[fpc-devel] Unicode support - for the 20th time... ;-)

Thu Nov 20 13:24:43 CET 2008

On 20 Nov 2008, at 13:13, Graeme Geldenhuys wrote:

> I think basing those functions on code points should suffice.  I also
> think as soon as strings are assigned or loaded from file, they should
> be normalized. So two code points like the A and Umlaut code points
> would become one.

How would one know which code points were originally decomposed and  
which weren't? Should it be impossible to save a file that  
demonstrates the different possible UTF encodings of e.g. ö, and  
should a loaded/saved file which contained both encodings really be  
automatically entirely composed or decomposed when saved again?
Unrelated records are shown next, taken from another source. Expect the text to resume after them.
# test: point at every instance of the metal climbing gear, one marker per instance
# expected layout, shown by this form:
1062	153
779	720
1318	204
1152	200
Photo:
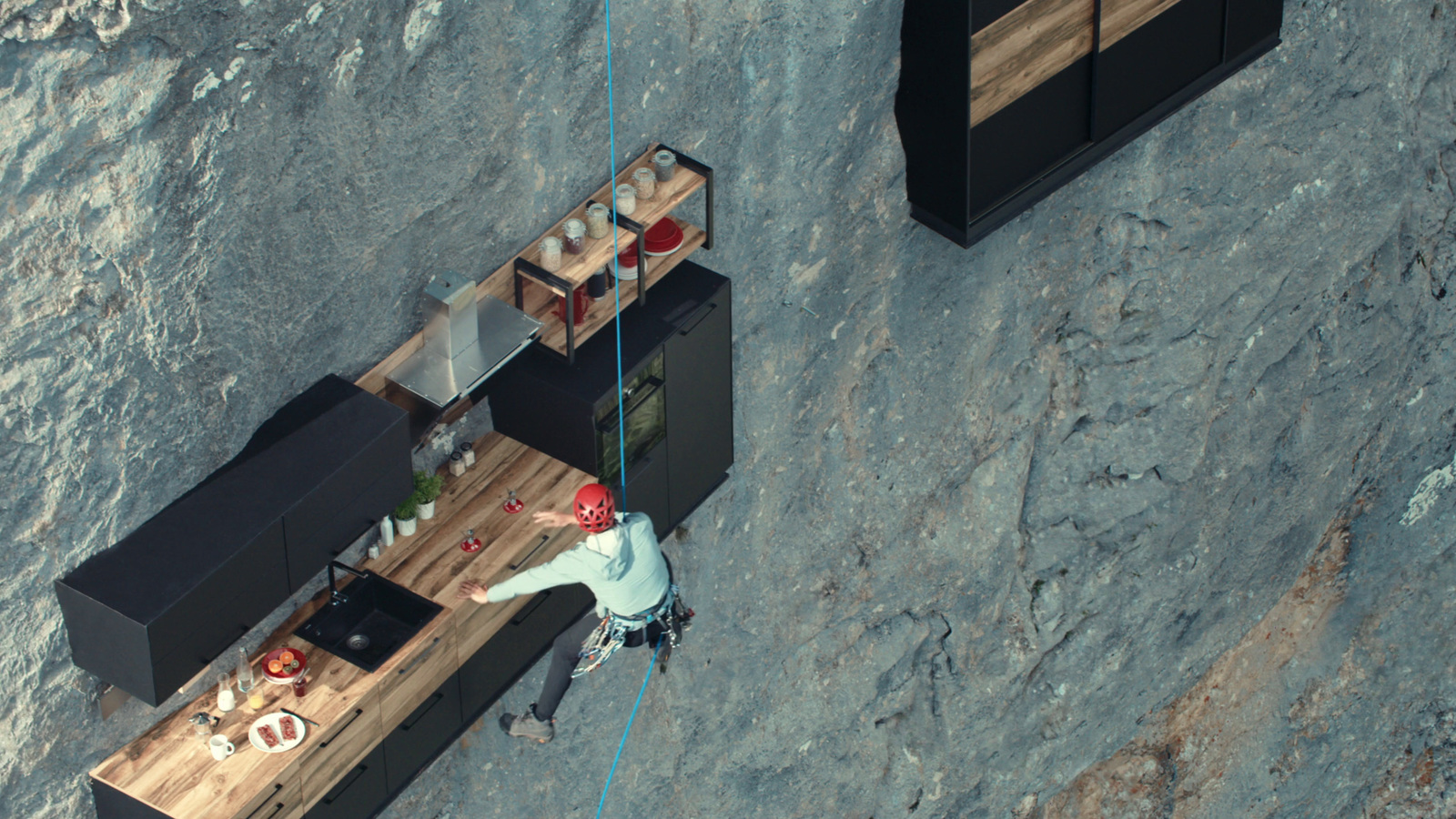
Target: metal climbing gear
613	630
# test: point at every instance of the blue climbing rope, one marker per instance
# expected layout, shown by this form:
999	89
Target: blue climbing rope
621	745
622	416
616	273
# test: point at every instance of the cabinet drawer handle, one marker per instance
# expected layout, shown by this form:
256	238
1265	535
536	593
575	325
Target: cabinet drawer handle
542	542
420	658
696	319
277	807
357	714
531	608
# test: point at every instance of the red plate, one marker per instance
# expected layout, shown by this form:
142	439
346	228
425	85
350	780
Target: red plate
288	676
662	237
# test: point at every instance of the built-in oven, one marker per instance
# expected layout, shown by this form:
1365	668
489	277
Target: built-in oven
644	405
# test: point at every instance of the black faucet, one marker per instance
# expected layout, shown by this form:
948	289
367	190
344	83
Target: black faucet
335	596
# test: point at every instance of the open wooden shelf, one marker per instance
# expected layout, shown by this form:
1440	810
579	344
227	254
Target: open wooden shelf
539	299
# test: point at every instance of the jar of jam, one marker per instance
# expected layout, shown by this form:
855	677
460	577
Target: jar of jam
575	237
626	200
645	182
599	220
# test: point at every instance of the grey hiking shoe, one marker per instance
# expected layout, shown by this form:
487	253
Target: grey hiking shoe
528	726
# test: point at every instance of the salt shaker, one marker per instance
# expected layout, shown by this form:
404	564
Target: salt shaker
664	164
645	182
575	232
626	200
597	220
551	254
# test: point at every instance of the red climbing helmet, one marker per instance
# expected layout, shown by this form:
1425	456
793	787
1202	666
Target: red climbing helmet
594	508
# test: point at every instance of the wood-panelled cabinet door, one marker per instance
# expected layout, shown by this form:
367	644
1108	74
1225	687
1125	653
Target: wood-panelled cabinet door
419	673
344	743
281	800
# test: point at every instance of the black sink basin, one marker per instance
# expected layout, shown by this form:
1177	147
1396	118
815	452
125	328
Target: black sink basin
369	620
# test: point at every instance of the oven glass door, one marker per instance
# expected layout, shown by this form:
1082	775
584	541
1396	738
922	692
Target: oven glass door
645	402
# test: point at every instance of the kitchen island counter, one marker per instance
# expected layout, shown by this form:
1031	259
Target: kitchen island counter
169	770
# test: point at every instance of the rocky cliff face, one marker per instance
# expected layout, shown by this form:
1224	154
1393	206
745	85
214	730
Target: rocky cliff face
1139	508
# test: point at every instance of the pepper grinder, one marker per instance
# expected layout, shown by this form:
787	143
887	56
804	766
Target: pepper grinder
470	542
513	503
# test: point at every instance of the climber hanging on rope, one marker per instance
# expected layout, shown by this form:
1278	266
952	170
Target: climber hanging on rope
637	602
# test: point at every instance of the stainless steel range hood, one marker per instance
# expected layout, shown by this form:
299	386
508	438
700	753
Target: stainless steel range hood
465	341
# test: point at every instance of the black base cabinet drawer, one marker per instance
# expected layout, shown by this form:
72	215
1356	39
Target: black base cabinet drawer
360	793
422	733
519	644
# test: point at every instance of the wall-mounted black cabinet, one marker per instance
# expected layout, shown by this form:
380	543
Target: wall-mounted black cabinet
1002	102
677	395
157	606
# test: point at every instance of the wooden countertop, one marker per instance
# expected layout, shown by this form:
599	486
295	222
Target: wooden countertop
169	768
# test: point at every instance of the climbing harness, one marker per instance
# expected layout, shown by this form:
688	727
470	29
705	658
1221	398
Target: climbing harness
613	630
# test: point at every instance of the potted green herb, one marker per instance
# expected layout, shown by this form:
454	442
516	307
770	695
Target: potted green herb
405	515
427	489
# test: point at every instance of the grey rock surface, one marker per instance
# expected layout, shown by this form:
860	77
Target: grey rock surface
1139	508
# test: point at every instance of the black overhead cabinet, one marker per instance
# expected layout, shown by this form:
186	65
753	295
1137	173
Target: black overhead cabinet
677	398
1002	102
152	611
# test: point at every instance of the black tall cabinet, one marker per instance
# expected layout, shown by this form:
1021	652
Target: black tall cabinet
1002	102
677	394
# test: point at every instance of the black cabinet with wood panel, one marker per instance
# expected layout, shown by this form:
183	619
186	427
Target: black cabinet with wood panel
677	395
1002	102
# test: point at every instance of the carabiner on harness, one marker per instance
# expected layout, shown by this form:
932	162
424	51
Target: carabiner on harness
612	632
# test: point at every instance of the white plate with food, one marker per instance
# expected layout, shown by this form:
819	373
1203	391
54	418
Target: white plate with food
274	733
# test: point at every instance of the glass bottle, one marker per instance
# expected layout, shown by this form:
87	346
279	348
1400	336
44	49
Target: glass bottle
575	234
664	164
599	220
551	254
225	693
645	182
626	200
245	671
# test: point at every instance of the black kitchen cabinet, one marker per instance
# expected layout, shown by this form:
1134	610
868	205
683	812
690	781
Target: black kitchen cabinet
164	602
1002	102
677	394
360	793
424	732
698	361
516	647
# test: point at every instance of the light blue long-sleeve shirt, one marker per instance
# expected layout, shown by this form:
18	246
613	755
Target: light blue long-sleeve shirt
623	567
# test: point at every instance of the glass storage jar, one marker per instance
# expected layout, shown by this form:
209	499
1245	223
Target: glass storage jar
645	182
575	237
599	220
626	200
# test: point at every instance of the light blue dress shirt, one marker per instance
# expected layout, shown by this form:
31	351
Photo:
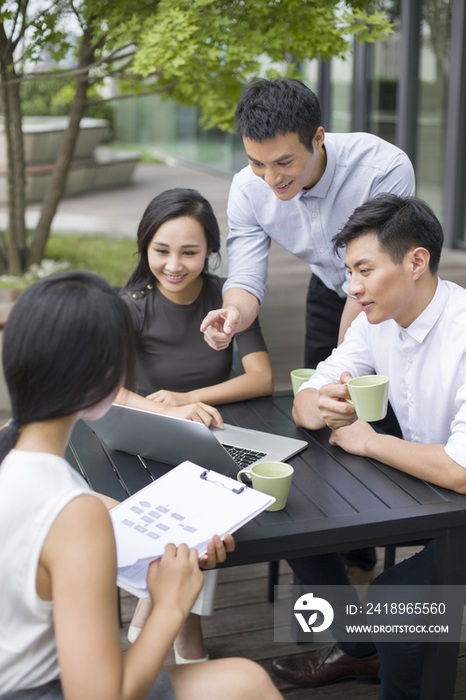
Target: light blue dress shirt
359	166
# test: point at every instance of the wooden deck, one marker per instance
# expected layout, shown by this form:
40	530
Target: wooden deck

I know of no text editor that handles UTF which automatically changes  
the encoding of pre-existing characters when saving the documents. And  
I would never want to use a text editor which does that by default.

> The .SaveToFile() methods could take an optional parameter to decide
> if the normalized version of the string gets saved, or if it must be
> split again - which I think Mac OS-X prefers.

It doesn't. All OS functions that return file/path names return  
decomposed (UTF-8)strings. They accept both composed and decomposed  
strings. Text files are text files and can have any encoding you want,  
with any combination of composed and decomposed characters.

Jonas